Aunque pueda parecer algo obvio, diseñar nuestro itinerario con calma antes de empezar a preocuparnos por si necesitamos o no obtener un visado resulta vital. En primer lugar, siempre es buena idea comprobar si nuestro país de residencia ha establecido algún acuerdo paralelo con los estados Schengen según el cual sus ciudadanos puedan ingresar en ese espacio con total libertad, lo cual nos ahorrará perder el tiempo con papeleo innecesario.

Por otra parte, también hay que tener en cuenta que esas condiciones pueden variar de un año a otro: por ejemplo, a partir de 2021 las personas que actualmente están exentas de la obligación de obtener un visado para entrar en la zona Schengen tendrán que tramitar en su lugar un permiso conocido como ETIAS por motivos de seguridad.

Ante cualquier duda, lo mejor será ponerse en contacto con la embajada o consulado correspondiente.

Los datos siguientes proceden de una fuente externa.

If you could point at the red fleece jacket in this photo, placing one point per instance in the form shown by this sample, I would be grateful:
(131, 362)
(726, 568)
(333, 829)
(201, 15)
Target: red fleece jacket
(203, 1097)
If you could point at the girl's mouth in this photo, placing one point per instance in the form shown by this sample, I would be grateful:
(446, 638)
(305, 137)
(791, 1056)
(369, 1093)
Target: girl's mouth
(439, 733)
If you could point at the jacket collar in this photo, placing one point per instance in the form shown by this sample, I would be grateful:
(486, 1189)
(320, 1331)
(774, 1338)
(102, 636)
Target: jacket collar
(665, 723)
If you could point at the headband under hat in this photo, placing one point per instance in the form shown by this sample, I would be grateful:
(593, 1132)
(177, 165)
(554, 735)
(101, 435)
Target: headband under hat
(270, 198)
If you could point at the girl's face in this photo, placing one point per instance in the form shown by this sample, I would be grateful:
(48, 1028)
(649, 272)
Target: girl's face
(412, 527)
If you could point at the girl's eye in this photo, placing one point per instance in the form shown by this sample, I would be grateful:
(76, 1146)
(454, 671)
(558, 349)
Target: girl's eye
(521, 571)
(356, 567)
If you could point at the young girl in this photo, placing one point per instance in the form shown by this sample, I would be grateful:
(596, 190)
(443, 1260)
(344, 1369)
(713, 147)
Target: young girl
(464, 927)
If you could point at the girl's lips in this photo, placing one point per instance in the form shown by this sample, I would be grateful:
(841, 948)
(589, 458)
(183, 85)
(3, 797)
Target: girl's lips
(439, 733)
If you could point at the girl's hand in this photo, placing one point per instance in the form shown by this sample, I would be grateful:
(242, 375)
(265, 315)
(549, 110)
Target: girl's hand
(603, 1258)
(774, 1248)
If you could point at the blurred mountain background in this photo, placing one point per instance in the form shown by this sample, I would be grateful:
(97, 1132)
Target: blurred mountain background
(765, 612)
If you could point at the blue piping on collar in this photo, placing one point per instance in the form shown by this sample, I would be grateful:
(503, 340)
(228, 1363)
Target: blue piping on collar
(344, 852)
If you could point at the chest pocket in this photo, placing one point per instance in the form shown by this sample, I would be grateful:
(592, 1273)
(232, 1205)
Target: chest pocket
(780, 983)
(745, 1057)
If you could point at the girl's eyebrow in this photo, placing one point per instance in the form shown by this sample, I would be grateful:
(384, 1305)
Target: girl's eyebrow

Muchas personas aprovechan su visita a Europa para conocer tantos lugares como sea posible. En ese caso, deberán tramitar su visado con el país en el que pasarán la mayor parte del tiempo, pero si no hay un destino principal donde vayan a permanecer más días con diferencia, lo mejor será que lo hagan con el estado Schengen en que arranque su viaje.

2. Documentación en regla

Una vez hayamos organizado nuestro itinerario, el siguiente paso consiste en comprobar que nuestro pasaporte está en regla, y no basta con que siga en vigor: es necesario que no caduque hasta al menos tres meses después de la fecha en que esté prevista la salida del espacio Schengen. Algunos estados también exigen que cuente con dos páginas en blanco.

3. Plazos de tiempo

A nadie le gustan las sorpresas desagradables de última hora, por eso lo más indicado es solicitar cita con bastante margen de tiempo en la embajada o consulado para presentar toda la documentación requerida como parte del proceso de solicitud del visado, aunque por norma general no se reservan fechas con más de tres meses de antelación.

4. Copias de los documentos más importantes

Siempre resulta buena idea llevar encima una copia del visado Schengen y del resto de documentos que se presentan en el momento de su solicitud, como la póliza del seguro médico obligatorio, la reserva del alojamiento y los billetes del viaje -ida y vuelta- como prueba de que planeamos regresar a nuestro país de origen para poder mostrarlos en la frontera si resultara necesario.

5. Seguro médico

Contratar un seguro médico nunca está de más para prevenir futuros disgustos, pero para poder optar siquiera a un visado Schengen resulta imprescindible presentar el comprobante de una póliza que garantice una cobertura mínima de 30.000 euros. Además, debe obtenerse antes de iniciar los trámites de la visa, así que lo mejor es buscar uno que pueda cancelarse y que reembolse el dinero si no se consigue el visado.